By William Michael Smith

Published on July 11, 2007 at 9:26am

David Olney can probably thank his irascible nature for keeping him from being a much bigger presence on the national roots-music scene. A respected contemporary and drinking buddy of Townes Van Zandt — check out his "Suicide Kid" — he's often mentioned as a songwriter's songwriter. Olney stands out like a jalapeño in a bowl of vanilla pudding in Nashville, where he lives, and throughout an 18-album career has stubbornly gone his own way, making brilliant, unheralded albums as artists from Linda Ronstadt to bluegrass king Del McCoury record his songs.

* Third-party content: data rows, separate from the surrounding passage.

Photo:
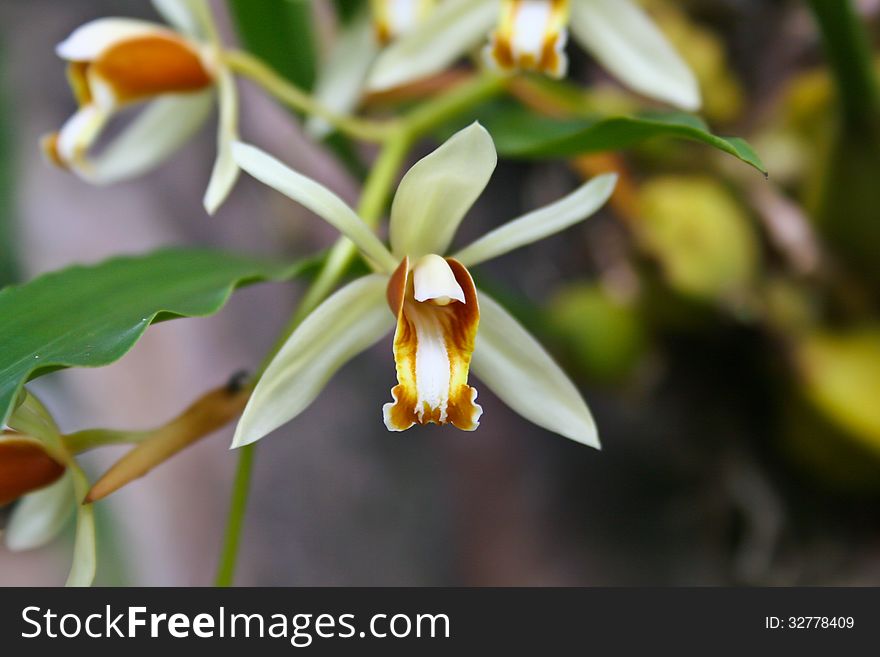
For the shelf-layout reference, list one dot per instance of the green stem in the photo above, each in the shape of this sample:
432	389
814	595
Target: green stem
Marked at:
453	103
374	198
849	54
83	441
372	204
256	70
235	520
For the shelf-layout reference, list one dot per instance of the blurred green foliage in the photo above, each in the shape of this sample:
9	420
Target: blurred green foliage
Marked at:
604	335
281	33
700	235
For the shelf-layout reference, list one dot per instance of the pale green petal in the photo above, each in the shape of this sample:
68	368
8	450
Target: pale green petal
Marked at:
191	17
624	39
153	136
452	29
89	41
435	194
32	418
346	324
541	223
316	198
39	517
523	375
225	171
341	80
85	553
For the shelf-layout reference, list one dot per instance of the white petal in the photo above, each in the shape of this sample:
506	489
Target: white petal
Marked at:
625	40
541	223
523	375
226	171
316	198
87	42
452	29
341	80
346	324
153	136
39	517
435	194
78	134
433	280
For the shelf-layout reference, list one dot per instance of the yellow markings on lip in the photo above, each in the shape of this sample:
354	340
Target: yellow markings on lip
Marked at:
146	66
433	345
531	36
25	467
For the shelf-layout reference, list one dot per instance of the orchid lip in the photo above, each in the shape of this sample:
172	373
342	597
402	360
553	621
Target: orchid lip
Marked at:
433	345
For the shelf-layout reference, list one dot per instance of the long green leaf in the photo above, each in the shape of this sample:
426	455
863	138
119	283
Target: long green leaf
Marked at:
520	133
280	32
8	260
91	316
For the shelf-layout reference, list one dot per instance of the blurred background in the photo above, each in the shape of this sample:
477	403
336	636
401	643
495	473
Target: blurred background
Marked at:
722	327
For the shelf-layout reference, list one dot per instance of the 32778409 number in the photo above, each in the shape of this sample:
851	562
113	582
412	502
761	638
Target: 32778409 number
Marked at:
820	622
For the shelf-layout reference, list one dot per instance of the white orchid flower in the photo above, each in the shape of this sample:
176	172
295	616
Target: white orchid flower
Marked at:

One Tough Town, a brilliant sampling of American music from blues and rockabilly to New Orleans swing and noir folk, adds another top-notch effort to a prolific string of fine records that began with 2000's Omar's Blues in 2000. "Sweet Poison" is a shot of rockabilly so stout it should make most of the current crop of pompadoured fakers sell their instruments and go back to 40-hour weeks at Burger King. Macabre Dixieland slinker "Who's the Dummy Now?" features a ventriloquist's dummy setting his master straight with all the viciousness of Chucky meeting Mack the Knife: "Truth is, pal, you're nothin' but dead weight / You' bout as funny as a funeral home / I'd be better off alone / I'm what sells the tickets at the gate." One Tough Town makes a fine starting point for working backward through Olney's catalog and discovering a true genius of American song.